The Patriot Post® · Will School Choice Be Mired in the Swamp?

By Michael Swartz ·
https://patriotpost.us/articles/49182-will-school-choice-be-mired-in-the-swamp-2017-05-19

It’s not official until next week, but The Washington Post revealed that Donald Trump’s first education budget contains, as they put it, “Deep cuts to public school programs in pursuit of school choice.” As if colluding with Russia weren’t bad enough, Trump wants your kids’ education to suffer, and the intrepid reporters at the tabloid Post are on the case.

Considering the Post’s new transparently anti-Trump slogan is “Democracy Dies in Darkness,” it’s amazing how little light they shed on the issue between this story and a companion piece on higher education finance.

One obvious point the Post glosses over is the target audience they’re seeking to reach — not the reader, but the members of Congress and their staffers who put together the federal budget. For one thing, this budgetary trick is not a zero-sum game of strictly cutting dollars from other areas and giving them to school choice programs. In fact, the increased spending on the pale pastel version of school choice predominantly featured in the Trump education budget, where students are allowed to choose only from public schools, is just $1 billion, less than 10% of the overall $10.6 billion group of cuts. A remaining $418 million is split between a $168 million increase for charter schools and $250 million for “a new private school choice program,” according to the Trump education budget blueprint. Certainly this is a start, but in the terms of a projected Department of Education budget of $59 billion, the amount of money spent on non-public schools is a drop in the bucket.

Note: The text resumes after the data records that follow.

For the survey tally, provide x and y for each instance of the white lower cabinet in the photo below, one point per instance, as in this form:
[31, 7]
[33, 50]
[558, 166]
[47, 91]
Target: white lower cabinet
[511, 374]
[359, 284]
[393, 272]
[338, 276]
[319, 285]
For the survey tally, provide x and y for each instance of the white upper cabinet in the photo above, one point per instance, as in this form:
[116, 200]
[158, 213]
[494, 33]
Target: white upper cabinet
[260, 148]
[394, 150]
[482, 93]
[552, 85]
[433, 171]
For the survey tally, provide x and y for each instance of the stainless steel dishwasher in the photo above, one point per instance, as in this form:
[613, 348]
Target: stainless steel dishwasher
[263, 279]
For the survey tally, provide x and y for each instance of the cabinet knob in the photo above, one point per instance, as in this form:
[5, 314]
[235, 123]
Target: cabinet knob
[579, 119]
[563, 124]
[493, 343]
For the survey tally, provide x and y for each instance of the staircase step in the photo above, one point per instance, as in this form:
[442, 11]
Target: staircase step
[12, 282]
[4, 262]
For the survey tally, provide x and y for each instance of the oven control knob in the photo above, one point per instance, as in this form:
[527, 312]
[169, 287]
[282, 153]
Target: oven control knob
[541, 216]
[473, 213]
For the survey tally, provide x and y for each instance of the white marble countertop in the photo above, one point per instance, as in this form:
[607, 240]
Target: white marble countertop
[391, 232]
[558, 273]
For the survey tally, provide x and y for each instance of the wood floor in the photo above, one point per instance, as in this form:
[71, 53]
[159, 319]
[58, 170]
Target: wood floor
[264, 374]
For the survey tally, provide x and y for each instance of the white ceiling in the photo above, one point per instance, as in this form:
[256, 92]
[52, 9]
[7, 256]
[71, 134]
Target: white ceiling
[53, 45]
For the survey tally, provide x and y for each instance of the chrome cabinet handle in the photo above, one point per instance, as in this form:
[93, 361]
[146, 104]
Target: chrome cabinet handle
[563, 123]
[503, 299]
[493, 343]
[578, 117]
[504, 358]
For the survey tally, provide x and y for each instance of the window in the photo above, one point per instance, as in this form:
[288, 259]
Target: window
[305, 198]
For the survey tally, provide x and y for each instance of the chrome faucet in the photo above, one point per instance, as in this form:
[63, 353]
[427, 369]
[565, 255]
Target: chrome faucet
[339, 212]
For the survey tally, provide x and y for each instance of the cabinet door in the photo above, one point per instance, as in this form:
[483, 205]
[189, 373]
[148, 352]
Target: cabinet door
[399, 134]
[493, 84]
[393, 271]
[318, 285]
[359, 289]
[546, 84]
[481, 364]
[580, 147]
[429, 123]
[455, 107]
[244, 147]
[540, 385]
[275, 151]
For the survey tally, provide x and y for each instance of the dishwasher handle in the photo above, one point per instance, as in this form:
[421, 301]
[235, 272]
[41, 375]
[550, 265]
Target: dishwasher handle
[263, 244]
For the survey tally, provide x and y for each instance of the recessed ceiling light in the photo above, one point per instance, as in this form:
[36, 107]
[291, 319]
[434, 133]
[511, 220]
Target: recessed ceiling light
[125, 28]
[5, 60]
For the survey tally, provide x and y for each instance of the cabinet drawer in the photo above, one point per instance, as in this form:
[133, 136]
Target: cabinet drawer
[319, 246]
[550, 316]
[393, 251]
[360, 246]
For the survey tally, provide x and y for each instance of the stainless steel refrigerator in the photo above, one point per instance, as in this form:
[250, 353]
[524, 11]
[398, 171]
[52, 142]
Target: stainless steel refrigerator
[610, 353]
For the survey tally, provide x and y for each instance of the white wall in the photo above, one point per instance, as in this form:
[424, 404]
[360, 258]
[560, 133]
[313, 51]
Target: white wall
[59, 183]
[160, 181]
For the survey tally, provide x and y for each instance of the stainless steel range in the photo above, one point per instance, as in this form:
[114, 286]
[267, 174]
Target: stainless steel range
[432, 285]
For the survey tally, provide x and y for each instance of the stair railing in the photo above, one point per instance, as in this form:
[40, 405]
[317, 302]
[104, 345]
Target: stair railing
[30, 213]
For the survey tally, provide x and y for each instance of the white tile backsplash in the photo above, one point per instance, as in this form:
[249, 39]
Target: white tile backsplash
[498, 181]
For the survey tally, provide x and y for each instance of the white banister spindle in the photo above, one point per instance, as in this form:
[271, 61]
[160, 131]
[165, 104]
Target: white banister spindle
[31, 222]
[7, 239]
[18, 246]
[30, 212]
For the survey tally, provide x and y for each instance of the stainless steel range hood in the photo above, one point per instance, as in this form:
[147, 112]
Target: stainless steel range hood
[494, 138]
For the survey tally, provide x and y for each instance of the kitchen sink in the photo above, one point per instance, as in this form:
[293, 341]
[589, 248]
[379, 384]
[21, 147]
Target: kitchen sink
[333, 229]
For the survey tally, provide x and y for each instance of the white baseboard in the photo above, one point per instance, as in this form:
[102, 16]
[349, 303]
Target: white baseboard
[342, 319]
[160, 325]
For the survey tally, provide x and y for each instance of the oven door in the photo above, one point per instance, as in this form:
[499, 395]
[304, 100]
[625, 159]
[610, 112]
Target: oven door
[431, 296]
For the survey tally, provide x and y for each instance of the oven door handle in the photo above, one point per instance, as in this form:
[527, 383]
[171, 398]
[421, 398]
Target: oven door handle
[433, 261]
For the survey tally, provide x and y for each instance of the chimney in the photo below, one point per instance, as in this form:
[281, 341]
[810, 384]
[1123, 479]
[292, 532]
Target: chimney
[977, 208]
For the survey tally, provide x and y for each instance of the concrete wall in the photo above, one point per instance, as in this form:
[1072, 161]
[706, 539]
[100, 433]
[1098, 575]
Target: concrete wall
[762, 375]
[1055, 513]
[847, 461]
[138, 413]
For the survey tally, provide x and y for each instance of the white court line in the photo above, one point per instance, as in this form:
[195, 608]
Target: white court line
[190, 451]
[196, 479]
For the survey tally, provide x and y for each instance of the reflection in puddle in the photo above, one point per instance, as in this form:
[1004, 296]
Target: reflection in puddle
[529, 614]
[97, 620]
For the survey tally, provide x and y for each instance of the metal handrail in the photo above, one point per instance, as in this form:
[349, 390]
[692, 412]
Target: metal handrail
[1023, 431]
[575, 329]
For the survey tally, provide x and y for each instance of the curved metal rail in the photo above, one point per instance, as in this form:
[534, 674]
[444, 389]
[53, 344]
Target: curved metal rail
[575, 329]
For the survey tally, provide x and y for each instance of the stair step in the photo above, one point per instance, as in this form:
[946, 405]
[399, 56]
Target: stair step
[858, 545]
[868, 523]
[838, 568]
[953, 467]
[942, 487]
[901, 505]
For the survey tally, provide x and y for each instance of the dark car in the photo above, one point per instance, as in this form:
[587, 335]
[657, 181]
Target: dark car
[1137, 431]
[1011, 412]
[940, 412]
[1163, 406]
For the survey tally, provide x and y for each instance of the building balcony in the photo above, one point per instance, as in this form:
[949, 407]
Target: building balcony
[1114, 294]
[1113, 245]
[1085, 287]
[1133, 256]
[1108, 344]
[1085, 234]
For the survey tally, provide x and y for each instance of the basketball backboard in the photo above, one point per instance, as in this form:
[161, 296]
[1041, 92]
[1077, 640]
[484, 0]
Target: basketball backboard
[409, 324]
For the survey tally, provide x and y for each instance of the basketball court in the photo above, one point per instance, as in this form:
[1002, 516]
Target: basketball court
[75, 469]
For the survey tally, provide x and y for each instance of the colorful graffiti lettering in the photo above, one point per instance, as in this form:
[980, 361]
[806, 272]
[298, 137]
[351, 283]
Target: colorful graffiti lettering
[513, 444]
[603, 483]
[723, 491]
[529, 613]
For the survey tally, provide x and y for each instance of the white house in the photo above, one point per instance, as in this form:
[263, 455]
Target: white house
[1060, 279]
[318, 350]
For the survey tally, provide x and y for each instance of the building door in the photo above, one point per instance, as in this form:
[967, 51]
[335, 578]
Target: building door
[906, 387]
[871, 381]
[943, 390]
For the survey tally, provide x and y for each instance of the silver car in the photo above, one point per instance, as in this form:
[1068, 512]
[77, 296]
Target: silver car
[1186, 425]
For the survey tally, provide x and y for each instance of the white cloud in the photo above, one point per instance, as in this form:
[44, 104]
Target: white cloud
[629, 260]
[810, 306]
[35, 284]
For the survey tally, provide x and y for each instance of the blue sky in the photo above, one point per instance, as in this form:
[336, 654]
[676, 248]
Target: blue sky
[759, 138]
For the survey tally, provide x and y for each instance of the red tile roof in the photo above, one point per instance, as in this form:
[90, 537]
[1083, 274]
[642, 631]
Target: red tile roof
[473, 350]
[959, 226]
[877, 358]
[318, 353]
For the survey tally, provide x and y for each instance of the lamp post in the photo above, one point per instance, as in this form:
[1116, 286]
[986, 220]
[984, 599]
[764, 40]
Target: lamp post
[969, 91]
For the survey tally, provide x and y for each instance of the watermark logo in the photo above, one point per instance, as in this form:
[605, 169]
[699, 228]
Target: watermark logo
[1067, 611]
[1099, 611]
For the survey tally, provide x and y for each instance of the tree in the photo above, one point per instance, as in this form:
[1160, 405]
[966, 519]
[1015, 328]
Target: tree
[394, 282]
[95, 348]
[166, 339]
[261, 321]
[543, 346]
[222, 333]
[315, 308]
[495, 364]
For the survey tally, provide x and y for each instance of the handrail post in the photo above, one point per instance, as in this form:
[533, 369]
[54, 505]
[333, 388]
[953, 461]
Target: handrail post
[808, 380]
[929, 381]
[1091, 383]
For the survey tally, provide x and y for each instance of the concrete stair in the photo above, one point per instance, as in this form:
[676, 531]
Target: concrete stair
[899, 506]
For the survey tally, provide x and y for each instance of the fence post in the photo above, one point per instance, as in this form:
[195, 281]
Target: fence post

As was predicted to be the case when Betsy DeVos was tapped for the job of secretary of education, the perspective of an outsider would mean that a number of formerly sacred cows would become eligible for the chopping block. Dismantling what we’ve variously described as an “utterly corrupt educational status quo” or a “government behemoth” wasn’t going to be done with the seal of approval of the teachers unions (National Education Association and American Federation of Teachers) or Department of Education bureaucracy, but President Trump and Secretary DeVos were dead set on making it happen anyway. And to the Left, even with a reformer running the show, just having a federal Department of Education is better than the long-cherished cherished conservative dream of eliminating it entirely, as Rep. Thomas Massie has proposed.

Yet the Swamp has a last line of defense, as pointed out earlier. It’s a sure bet that those teachers will be spending a little bit of their summer vacation burning up the phone lines and filling up the email boxes of their congressional representatives with demands to negate these “draconian” cuts — which overall amount to about 13.6% of the department’s budget. Thus it’s probable that most of the money will be restored as Congress negotiates over the summer. Most likely, the budget will end up in the range of about $55-57 billion, which is a slight reduction in spending. Those cuts will likely come from eliminating the school choice money and a few other items, in order to allow Congress to claim victory over deficit spending without having to make the toughest choices.

At an education technology conference in Salt Lake City earlier this month, DeVos remarked, “Washington has been in the driver’s seat [of American education] for over 50 years with very little to show for its efforts.” Naturally, that comes from the perspective of an outsider. However, if you’ve managed to carve out a nice little living for yourself based on the largesse of a cushy government job, from union dues coerced from the rank-and-file, or as a lobbyist who pines for even more educational decision-making inside the Beltway, you probably have no desire to see a sweet gig go by the wayside. When it comes to education, those are the swamp critters to watch out for, and budget time is when they’re most dangerous.